Is this the case here? Only the Monitor knows for sure.
Anyway, I've been rethinking my stand on the banishment of the apostrophe, especially as there are loyal lovers of punctuation struggling to keep it alive. The Apostrophe Protection Society, under the stewardship of retired journalist John Richards, collects examples of its misuse for all the world to see.
And over at Flickr, there's a whole pool of apostrophic crimes in which to wade.
So while flagrant misuse of this punctuation perturbes me, I'll consider rescinding my previous ruling. As long as there are bands of guerrilla grammaticians out there, working to promote the apostrophe's correct use, I shall allow myself to dream of a world in which even national newspapers can get it right.

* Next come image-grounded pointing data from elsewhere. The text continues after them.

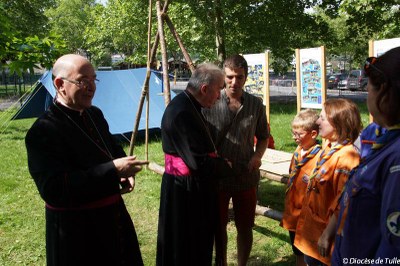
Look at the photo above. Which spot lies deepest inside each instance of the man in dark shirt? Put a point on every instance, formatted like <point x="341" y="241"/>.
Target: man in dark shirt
<point x="80" y="173"/>
<point x="235" y="119"/>
<point x="187" y="218"/>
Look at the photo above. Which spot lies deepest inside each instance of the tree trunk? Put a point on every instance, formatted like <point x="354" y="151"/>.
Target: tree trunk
<point x="219" y="32"/>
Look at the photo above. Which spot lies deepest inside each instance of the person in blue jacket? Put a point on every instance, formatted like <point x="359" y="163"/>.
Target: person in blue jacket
<point x="368" y="229"/>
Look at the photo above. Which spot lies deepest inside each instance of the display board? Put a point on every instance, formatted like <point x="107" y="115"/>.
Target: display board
<point x="257" y="82"/>
<point x="382" y="46"/>
<point x="311" y="65"/>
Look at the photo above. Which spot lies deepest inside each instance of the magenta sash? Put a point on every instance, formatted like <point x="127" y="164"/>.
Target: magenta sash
<point x="174" y="165"/>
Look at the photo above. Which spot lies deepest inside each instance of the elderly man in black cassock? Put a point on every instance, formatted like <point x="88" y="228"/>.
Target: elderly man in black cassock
<point x="80" y="173"/>
<point x="187" y="216"/>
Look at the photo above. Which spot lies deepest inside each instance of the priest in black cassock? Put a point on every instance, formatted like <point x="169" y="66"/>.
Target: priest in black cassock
<point x="187" y="217"/>
<point x="80" y="173"/>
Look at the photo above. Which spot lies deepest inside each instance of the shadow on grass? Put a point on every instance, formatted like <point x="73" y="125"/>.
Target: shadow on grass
<point x="265" y="231"/>
<point x="255" y="260"/>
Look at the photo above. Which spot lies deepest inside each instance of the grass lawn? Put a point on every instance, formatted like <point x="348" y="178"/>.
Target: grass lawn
<point x="22" y="234"/>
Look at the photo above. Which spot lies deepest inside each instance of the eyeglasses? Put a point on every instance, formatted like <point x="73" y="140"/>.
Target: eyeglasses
<point x="84" y="83"/>
<point x="369" y="63"/>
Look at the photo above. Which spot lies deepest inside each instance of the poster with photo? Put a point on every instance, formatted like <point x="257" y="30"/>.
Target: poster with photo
<point x="255" y="83"/>
<point x="382" y="46"/>
<point x="311" y="78"/>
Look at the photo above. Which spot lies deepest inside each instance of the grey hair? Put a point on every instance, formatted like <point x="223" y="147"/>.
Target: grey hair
<point x="206" y="73"/>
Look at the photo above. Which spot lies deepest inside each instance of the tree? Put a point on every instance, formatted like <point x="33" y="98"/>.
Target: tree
<point x="69" y="19"/>
<point x="119" y="27"/>
<point x="361" y="21"/>
<point x="20" y="51"/>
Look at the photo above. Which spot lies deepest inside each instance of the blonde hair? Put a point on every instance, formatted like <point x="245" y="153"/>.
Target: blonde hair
<point x="307" y="120"/>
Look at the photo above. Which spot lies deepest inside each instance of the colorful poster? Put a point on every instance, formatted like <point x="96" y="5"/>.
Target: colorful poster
<point x="255" y="77"/>
<point x="382" y="46"/>
<point x="310" y="78"/>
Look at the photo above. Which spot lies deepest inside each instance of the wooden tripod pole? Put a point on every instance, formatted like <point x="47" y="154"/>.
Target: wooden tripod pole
<point x="180" y="43"/>
<point x="145" y="88"/>
<point x="167" y="95"/>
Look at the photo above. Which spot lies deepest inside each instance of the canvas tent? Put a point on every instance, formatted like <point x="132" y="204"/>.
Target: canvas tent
<point x="118" y="94"/>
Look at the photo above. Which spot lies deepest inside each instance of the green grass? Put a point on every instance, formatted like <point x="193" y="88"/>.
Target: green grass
<point x="22" y="224"/>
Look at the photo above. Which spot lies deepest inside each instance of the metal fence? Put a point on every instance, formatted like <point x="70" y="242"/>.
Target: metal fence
<point x="14" y="84"/>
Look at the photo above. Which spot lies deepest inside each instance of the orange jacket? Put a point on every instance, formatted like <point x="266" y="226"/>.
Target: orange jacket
<point x="321" y="201"/>
<point x="295" y="195"/>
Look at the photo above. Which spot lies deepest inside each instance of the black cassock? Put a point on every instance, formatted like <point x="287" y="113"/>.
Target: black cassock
<point x="188" y="206"/>
<point x="70" y="159"/>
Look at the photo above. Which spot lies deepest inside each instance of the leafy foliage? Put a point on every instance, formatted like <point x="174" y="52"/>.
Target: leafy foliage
<point x="20" y="51"/>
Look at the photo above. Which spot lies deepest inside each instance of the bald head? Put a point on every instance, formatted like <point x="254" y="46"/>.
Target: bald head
<point x="74" y="79"/>
<point x="67" y="64"/>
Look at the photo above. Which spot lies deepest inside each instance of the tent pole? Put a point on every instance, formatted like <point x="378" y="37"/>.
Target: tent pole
<point x="145" y="88"/>
<point x="180" y="43"/>
<point x="146" y="152"/>
<point x="160" y="15"/>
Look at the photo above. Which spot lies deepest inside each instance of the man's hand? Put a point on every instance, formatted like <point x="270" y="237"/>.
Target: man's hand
<point x="254" y="163"/>
<point x="128" y="166"/>
<point x="127" y="184"/>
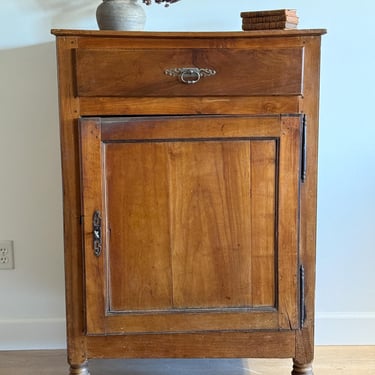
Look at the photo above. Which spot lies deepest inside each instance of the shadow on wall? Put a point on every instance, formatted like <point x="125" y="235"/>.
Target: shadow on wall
<point x="31" y="193"/>
<point x="66" y="12"/>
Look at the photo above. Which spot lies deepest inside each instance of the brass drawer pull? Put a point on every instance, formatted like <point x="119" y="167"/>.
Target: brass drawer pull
<point x="190" y="75"/>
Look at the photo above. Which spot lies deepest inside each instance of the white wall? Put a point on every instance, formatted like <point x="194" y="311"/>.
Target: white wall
<point x="32" y="295"/>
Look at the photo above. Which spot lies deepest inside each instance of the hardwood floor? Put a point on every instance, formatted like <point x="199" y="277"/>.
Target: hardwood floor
<point x="330" y="360"/>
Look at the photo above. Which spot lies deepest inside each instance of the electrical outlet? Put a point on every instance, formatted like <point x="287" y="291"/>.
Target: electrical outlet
<point x="6" y="255"/>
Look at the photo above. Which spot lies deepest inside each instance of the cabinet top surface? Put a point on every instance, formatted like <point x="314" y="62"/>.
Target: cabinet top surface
<point x="216" y="34"/>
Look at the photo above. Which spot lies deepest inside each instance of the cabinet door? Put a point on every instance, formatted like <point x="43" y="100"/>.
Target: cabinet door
<point x="190" y="223"/>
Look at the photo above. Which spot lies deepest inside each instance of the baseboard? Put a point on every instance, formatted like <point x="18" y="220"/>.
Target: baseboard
<point x="30" y="334"/>
<point x="336" y="328"/>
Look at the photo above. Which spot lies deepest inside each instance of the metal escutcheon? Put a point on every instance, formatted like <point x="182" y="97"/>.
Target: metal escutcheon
<point x="190" y="75"/>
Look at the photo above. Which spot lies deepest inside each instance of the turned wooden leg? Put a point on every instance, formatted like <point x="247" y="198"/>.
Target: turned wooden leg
<point x="302" y="368"/>
<point x="79" y="369"/>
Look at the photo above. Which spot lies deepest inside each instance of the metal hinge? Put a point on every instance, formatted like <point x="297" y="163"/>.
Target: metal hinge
<point x="302" y="308"/>
<point x="304" y="149"/>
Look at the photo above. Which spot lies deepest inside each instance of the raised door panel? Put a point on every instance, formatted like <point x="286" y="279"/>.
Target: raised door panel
<point x="192" y="211"/>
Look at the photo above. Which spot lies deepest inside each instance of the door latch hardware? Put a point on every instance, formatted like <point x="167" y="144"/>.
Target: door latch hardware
<point x="97" y="233"/>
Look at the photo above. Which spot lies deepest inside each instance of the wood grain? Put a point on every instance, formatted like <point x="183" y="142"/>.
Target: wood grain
<point x="269" y="84"/>
<point x="329" y="360"/>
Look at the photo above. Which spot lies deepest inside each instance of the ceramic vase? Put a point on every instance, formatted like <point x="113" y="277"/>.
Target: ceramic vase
<point x="121" y="15"/>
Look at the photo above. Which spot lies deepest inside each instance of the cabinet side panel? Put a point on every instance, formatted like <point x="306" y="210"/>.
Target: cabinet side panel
<point x="138" y="226"/>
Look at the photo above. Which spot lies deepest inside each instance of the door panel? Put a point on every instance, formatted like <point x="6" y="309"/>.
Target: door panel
<point x="191" y="223"/>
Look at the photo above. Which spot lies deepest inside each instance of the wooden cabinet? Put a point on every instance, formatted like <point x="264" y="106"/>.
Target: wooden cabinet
<point x="189" y="172"/>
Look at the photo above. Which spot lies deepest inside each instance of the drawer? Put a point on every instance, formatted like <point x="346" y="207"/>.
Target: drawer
<point x="189" y="72"/>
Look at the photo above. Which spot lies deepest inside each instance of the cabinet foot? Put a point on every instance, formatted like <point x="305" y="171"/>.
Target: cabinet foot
<point x="79" y="370"/>
<point x="302" y="368"/>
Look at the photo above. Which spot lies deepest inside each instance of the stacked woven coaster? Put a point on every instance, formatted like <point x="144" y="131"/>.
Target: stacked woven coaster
<point x="269" y="19"/>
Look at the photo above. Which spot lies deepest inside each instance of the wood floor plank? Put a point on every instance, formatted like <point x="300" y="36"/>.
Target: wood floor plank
<point x="329" y="360"/>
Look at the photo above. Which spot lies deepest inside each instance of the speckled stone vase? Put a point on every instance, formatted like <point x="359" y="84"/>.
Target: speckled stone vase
<point x="121" y="15"/>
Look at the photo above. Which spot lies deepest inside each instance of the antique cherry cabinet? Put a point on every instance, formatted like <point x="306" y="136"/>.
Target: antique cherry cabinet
<point x="189" y="179"/>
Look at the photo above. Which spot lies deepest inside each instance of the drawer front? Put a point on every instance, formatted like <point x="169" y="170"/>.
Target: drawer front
<point x="189" y="72"/>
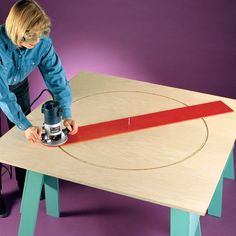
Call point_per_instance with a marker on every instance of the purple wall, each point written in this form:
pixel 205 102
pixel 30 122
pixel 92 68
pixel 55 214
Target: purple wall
pixel 187 44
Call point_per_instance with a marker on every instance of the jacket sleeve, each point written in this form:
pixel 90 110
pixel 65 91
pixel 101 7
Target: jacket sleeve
pixel 55 78
pixel 9 105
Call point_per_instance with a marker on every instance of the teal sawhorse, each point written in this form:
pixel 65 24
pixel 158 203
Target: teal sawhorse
pixel 215 207
pixel 181 222
pixel 31 198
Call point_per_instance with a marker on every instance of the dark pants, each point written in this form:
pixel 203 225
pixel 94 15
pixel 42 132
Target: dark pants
pixel 21 91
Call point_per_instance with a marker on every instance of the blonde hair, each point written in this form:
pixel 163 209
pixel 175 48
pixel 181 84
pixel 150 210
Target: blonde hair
pixel 26 16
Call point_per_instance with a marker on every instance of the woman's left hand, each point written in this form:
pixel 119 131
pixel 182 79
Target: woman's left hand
pixel 71 125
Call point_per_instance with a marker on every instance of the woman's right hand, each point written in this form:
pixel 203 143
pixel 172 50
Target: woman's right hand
pixel 33 134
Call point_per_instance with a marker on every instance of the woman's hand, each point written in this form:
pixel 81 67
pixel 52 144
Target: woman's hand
pixel 33 134
pixel 71 125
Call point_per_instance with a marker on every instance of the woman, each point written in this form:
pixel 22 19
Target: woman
pixel 25 44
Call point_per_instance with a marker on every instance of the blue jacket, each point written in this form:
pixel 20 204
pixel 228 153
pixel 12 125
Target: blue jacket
pixel 16 64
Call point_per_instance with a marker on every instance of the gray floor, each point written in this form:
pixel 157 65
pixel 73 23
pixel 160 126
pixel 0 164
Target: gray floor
pixel 90 212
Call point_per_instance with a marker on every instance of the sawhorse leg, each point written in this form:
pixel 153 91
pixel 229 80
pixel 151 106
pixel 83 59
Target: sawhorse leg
pixel 31 199
pixel 229 168
pixel 184 223
pixel 215 207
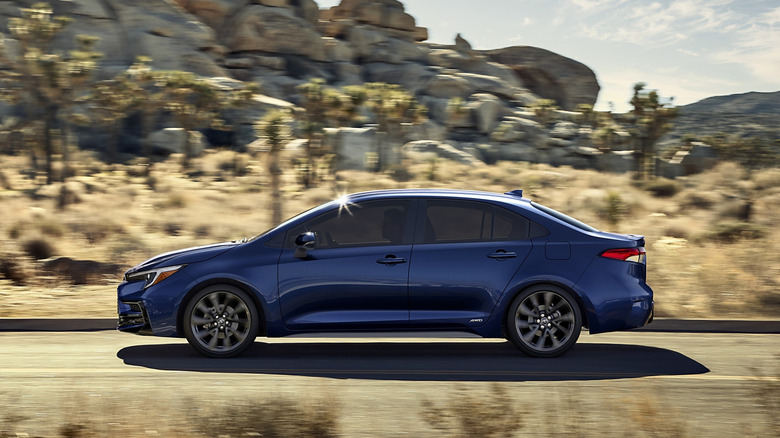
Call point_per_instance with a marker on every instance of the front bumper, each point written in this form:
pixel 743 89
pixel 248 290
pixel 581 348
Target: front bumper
pixel 133 318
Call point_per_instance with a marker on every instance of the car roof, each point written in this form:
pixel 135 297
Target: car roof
pixel 514 197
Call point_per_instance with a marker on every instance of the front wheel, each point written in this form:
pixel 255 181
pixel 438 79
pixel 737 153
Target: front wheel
pixel 544 321
pixel 221 321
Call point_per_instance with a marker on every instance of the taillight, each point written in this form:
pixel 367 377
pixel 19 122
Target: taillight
pixel 636 255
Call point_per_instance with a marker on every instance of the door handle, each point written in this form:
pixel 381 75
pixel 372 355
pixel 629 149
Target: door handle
pixel 502 254
pixel 390 260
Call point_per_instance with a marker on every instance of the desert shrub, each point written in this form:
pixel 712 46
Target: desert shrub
pixel 11 269
pixel 38 249
pixel 275 418
pixel 469 415
pixel 662 188
pixel 46 226
pixel 172 229
pixel 736 209
pixel 233 163
pixel 96 231
pixel 176 200
pixel 698 199
pixel 615 208
pixel 767 179
pixel 203 230
pixel 680 230
pixel 730 232
pixel 5 182
pixel 11 419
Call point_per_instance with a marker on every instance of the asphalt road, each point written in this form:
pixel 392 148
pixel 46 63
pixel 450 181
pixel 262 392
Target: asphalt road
pixel 705 382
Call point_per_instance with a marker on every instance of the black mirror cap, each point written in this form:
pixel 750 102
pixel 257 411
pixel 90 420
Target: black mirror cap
pixel 304 242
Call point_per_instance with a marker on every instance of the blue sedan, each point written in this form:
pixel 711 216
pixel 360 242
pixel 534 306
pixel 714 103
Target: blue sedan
pixel 497 265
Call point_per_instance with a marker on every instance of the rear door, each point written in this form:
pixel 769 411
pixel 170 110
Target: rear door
pixel 356 277
pixel 464 257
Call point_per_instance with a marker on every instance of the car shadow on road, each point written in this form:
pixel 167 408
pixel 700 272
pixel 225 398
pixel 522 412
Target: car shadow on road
pixel 433 361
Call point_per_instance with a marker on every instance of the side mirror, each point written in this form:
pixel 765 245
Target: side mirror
pixel 305 242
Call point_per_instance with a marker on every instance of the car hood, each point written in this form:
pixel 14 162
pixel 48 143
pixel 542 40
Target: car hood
pixel 184 256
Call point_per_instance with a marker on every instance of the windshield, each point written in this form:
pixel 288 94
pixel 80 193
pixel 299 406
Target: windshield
pixel 284 223
pixel 569 220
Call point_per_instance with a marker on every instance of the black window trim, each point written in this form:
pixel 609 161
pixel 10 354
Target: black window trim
pixel 422 209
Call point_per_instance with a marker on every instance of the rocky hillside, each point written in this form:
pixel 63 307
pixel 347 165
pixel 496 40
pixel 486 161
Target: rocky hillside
pixel 282 44
pixel 743 115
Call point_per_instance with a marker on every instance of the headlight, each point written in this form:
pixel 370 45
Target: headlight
pixel 153 276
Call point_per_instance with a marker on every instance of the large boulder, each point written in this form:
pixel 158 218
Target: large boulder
pixel 423 150
pixel 445 86
pixel 471 62
pixel 211 12
pixel 550 75
pixel 697 159
pixel 172 37
pixel 353 146
pixel 387 14
pixel 410 75
pixel 269 29
pixel 486 109
pixel 173 140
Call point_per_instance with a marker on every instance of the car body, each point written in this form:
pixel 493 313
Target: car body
pixel 497 265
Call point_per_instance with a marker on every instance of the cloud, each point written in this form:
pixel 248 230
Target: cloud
pixel 656 24
pixel 757 47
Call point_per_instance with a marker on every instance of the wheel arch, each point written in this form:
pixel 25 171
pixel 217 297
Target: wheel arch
pixel 259 305
pixel 522 288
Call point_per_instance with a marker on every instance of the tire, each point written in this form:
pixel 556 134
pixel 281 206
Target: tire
pixel 544 321
pixel 221 321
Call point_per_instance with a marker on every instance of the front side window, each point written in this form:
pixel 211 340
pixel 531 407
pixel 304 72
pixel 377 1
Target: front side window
pixel 465 221
pixel 369 223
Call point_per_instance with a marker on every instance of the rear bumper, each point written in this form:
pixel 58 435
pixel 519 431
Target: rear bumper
pixel 641 313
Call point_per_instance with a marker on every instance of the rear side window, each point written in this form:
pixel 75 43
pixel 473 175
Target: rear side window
pixel 371 223
pixel 560 216
pixel 466 221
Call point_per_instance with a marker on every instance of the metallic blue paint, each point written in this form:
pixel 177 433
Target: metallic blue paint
pixel 438 286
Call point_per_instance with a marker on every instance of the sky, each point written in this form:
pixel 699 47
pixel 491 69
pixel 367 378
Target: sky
pixel 685 49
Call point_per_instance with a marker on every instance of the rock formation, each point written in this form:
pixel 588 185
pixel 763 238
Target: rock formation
pixel 480 103
pixel 550 75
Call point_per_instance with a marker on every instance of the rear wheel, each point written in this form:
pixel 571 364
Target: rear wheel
pixel 221 321
pixel 544 321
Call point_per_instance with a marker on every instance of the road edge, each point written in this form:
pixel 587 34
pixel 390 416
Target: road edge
pixel 660 325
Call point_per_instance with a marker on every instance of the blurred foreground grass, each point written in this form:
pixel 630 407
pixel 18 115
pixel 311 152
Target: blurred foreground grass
pixel 638 408
pixel 710 237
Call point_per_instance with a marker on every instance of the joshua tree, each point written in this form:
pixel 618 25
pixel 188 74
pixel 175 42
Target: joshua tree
pixel 321 106
pixel 651 121
pixel 391 106
pixel 275 129
pixel 48 84
pixel 195 102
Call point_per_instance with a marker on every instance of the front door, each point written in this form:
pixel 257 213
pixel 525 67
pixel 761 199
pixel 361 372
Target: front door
pixel 356 276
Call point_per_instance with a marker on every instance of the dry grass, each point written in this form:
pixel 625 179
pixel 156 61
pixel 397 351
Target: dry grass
pixel 468 409
pixel 708 235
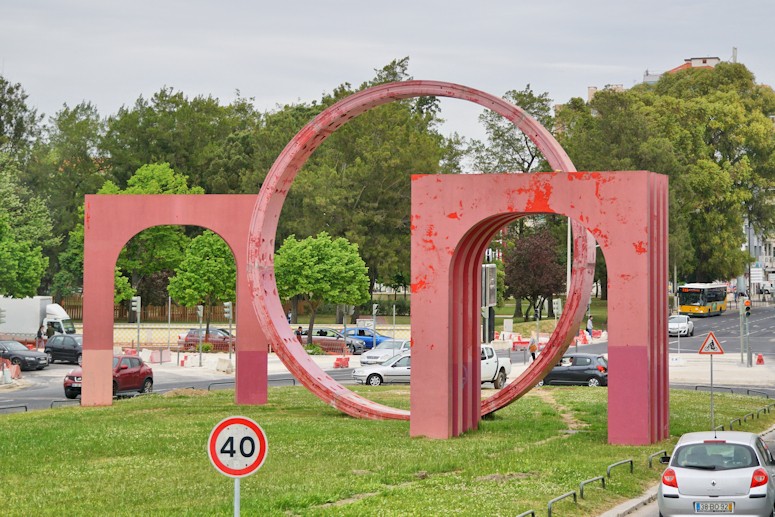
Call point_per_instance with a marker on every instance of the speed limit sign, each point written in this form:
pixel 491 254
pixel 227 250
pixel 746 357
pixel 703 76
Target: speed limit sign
pixel 237 446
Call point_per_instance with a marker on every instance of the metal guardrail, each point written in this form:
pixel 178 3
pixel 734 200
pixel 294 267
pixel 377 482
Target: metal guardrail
pixel 731 390
pixel 556 499
pixel 611 466
pixel 588 481
pixel 652 456
pixel 15 407
pixel 750 391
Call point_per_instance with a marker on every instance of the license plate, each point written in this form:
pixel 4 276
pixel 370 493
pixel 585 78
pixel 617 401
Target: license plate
pixel 714 507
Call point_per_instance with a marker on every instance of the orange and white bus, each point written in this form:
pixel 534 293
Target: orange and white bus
pixel 702 299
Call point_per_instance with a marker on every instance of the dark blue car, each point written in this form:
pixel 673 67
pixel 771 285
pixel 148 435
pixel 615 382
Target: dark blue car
pixel 366 335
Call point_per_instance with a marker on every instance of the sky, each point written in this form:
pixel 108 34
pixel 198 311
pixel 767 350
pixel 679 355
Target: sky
pixel 109 53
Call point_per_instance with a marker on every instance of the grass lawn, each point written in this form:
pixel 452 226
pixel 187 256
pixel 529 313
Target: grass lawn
pixel 146 456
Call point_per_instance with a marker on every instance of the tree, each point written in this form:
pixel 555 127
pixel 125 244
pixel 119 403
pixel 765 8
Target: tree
pixel 321 269
pixel 533 271
pixel 709 130
pixel 206 276
pixel 19 123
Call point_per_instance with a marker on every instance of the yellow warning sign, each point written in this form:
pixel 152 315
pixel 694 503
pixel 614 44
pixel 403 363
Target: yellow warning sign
pixel 711 345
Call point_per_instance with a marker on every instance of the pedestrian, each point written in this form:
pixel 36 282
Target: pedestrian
pixel 533 346
pixel 39 336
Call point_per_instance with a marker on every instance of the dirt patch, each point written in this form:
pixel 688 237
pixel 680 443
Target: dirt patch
pixel 186 392
pixel 503 477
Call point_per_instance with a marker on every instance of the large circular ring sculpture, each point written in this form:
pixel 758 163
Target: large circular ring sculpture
pixel 270 202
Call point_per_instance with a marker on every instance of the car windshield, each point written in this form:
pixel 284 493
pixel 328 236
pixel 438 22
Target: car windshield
pixel 715 455
pixel 13 346
pixel 391 344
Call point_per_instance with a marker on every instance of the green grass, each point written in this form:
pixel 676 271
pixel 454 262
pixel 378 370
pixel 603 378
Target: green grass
pixel 146 456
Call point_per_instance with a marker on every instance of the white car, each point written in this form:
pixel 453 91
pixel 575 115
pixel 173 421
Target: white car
pixel 680 326
pixel 385 351
pixel 724 472
pixel 394 370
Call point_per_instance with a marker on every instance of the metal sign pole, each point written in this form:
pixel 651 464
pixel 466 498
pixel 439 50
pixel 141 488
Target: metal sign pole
pixel 712 415
pixel 236 497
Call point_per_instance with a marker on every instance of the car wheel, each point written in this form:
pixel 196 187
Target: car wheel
pixel 500 380
pixel 374 380
pixel 147 386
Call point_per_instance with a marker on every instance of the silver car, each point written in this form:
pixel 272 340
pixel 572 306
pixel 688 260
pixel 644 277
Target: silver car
pixel 385 351
pixel 394 370
pixel 724 472
pixel 680 326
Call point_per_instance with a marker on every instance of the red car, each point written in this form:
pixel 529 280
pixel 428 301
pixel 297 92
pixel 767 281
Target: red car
pixel 130 373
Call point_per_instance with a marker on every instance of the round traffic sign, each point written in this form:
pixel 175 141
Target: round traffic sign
pixel 237 446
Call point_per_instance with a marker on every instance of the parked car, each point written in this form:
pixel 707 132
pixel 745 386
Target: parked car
pixel 21 355
pixel 718 472
pixel 589 369
pixel 218 338
pixel 385 351
pixel 65 347
pixel 367 336
pixel 680 326
pixel 332 340
pixel 394 370
pixel 130 373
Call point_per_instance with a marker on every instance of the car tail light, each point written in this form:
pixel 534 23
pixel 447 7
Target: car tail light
pixel 669 479
pixel 759 478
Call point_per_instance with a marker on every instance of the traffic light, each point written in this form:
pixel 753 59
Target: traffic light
pixel 136 304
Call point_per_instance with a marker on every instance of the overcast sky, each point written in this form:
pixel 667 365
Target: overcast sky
pixel 279 52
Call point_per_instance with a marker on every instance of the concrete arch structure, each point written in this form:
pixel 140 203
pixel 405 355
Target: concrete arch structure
pixel 109 222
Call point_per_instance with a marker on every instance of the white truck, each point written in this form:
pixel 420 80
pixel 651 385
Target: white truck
pixel 494 369
pixel 24 316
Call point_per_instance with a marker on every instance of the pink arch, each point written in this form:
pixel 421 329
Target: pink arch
pixel 269 205
pixel 109 222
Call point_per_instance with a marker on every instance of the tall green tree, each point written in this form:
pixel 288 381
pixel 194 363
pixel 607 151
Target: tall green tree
pixel 710 131
pixel 206 276
pixel 321 269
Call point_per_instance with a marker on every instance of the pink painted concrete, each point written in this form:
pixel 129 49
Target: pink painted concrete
pixel 109 222
pixel 452 221
pixel 461 357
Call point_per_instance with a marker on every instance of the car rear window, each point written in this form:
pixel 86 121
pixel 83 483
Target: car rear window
pixel 715 456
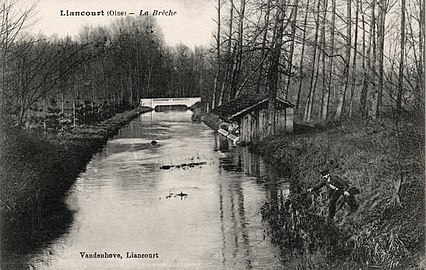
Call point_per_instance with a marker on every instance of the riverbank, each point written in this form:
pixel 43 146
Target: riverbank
pixel 36 172
pixel 387 230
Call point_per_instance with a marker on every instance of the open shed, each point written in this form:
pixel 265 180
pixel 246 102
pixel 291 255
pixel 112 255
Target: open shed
pixel 250 114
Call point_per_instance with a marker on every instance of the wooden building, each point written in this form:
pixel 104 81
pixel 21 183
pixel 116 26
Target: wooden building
pixel 250 115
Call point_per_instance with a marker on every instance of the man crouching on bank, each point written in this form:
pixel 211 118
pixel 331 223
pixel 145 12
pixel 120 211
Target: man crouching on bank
pixel 337 187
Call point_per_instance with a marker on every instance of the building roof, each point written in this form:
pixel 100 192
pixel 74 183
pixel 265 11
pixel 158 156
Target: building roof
pixel 244 104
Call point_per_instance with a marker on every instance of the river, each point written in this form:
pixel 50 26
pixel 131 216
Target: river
pixel 126 203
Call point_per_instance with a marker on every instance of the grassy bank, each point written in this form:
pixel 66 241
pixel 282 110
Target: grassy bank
pixel 387 231
pixel 36 172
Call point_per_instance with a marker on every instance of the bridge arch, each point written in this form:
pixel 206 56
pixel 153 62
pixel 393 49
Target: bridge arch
pixel 154 102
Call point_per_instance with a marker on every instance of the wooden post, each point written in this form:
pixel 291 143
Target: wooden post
pixel 289 115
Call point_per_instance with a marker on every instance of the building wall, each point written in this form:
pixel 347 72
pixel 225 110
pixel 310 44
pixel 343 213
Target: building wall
pixel 254 125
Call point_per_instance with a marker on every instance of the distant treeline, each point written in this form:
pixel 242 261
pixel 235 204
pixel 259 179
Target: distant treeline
pixel 54 83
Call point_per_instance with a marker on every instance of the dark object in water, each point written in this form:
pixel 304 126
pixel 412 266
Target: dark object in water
pixel 354 191
pixel 184 165
pixel 181 194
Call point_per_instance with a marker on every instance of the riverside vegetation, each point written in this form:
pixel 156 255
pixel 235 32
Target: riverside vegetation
pixel 37 171
pixel 387 230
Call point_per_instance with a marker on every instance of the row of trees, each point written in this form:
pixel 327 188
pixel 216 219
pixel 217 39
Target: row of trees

The next example was on display at a Pawtucket Red Sox concession window--right out in view of families and young children and everything.
It kills me that they knew to add a tilde to jalapeños, but not to treat a plural noun ending in a vowel in the same way as any other noun (peanuts they got right; fries is irregular anyway). Actually, there can't have been even that level of logic, otherwise it would be jalapeño's.
I suspect that my argument for dispensing with the apostrophe will find favor in the halls of government. There are people in power already proudly promoting its irrelevance. Like Michael McGlynn, Mayor of the City of Medford, Mass:
Ruling of the Copyeditor General: It is time to bid farewell to the apostrophe. Because if you people cannot play nicely with it, you should not be allowed to use it at all.